1. Ability to sync every body not only with each other as you can do now, but also within 1/1000th of a second of the official atomic clock.
2. Two shutter buttons. The second one could be programmed separately. Think of how useful, in fact not merely useful but essential, this would be in the moment, when the quick turns of shutter speed, ISO, and/or aperture dials, quality, drive mode, and even custom settings, are much too slow and error-prone.

These two priceless features would literally save the world for working photographers like me.


----------



## pedro (Dec 15, 2015)

ahsanford said:


> More like "And we wait for the sleeping giant _that is holding up my future 5D4 in traffic._"
> 
> I'll never buy a gripped rig and I don't need a $7k camera. But I won't see a 5D4 until this monster is unleashed, so get on with it, Canon.
> 
> - A



*+1*


----------



## Warrenl (Dec 15, 2015)

I would like to see:

1. Backlit buttons
2. Built in WiFi
3. Higher usable ISO & better low ISO DR
4. More MPix


----------



## PureClassA (Dec 15, 2015)

Saw the D5 pics. Meh. I still can't ever get used to the circular eye piece LOL. I know it sounds petty, but it's those little things that get me sometimes. I am however anxious to see what sort of AF points these rumored 153 from Nikon claim to be. It "sounds" lovely, but how well do they work? Did Nikon actually produce a reliable AF system to compete with a Canon flagship? Or did they just throw more inferior Nikon AF points on the screen to compensate somewhat?

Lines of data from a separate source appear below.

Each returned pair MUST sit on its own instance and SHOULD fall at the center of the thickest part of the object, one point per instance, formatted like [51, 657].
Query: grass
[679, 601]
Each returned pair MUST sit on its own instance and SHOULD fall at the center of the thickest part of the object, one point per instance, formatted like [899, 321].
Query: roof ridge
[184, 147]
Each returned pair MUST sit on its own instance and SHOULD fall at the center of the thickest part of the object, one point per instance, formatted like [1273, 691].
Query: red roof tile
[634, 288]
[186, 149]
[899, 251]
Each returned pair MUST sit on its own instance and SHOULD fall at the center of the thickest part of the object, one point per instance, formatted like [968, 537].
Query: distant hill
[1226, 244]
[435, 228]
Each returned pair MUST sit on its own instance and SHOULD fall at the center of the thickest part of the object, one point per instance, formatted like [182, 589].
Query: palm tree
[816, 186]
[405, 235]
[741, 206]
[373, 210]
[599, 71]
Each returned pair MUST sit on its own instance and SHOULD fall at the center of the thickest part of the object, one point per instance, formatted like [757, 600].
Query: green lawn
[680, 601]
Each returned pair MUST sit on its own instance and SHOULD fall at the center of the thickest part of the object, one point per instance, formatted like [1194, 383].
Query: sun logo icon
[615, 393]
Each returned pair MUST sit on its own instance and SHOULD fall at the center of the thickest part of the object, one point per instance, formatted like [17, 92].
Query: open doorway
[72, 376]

I still think Canon lets Nikon have it's 15 minutes of fame with the D5 and then proceed to steal the entire show from there forward.


----------



## Greatland (Dec 15, 2015)

helpful said:


> "Small" but killer features that I would like to see:
> 
> 1. Ability to sync every body not only with each other as you can do now, but also within 1/1000th of a second of the official atomic clock.
> 2. Two shutter buttons. The second one could be programmed separately. Think of how useful, in fact not merely useful but essential, this would be in the moment, when the quick turns of shutter speed, ISO, and/or aperture dials, quality, drive mode, and even custom settings, are much too slow and error-prone.
> ...


You just want to make it too easy!


----------



## takesome1 (Dec 15, 2015)

If it doesn't come soon and have massive improvements Canon just as well get the bankruptcy attorneys on hand.
All the Canon loyalist will be leaving like rats jumping off of a burning ship.

or...

So say the trolls that live under the bridge.


----------



## MrToes (Dec 15, 2015)

All we need for Christmas is... 5 stops more DR with less noise in the shadows, 400K ISO, 3 more frames per second, 2 less grand and a single leaked photo?


----------



## mackguyver (Dec 15, 2015)

If they add a few more MPs, anti-flicker, and (in a perfect world) shave some weight off the 1D X, I'll be all set. Better high ISO, DR, and such would be gravy, but the 1D X is still damned-near perfect to me.


----------



## catfish252 (Dec 15, 2015)

Warrenl said:


> I would like to see:
> 
> 1. Backlit buttons
> 2. Built in WiFi
> ...



I never thought about back lit buttons but that is a tremendous idea - I would love to have that feature Thank you.


----------



## wockawocka (Dec 15, 2015)

It's exciting to see a new 1D body on the horizon, hopefully closely followed by a 5D4.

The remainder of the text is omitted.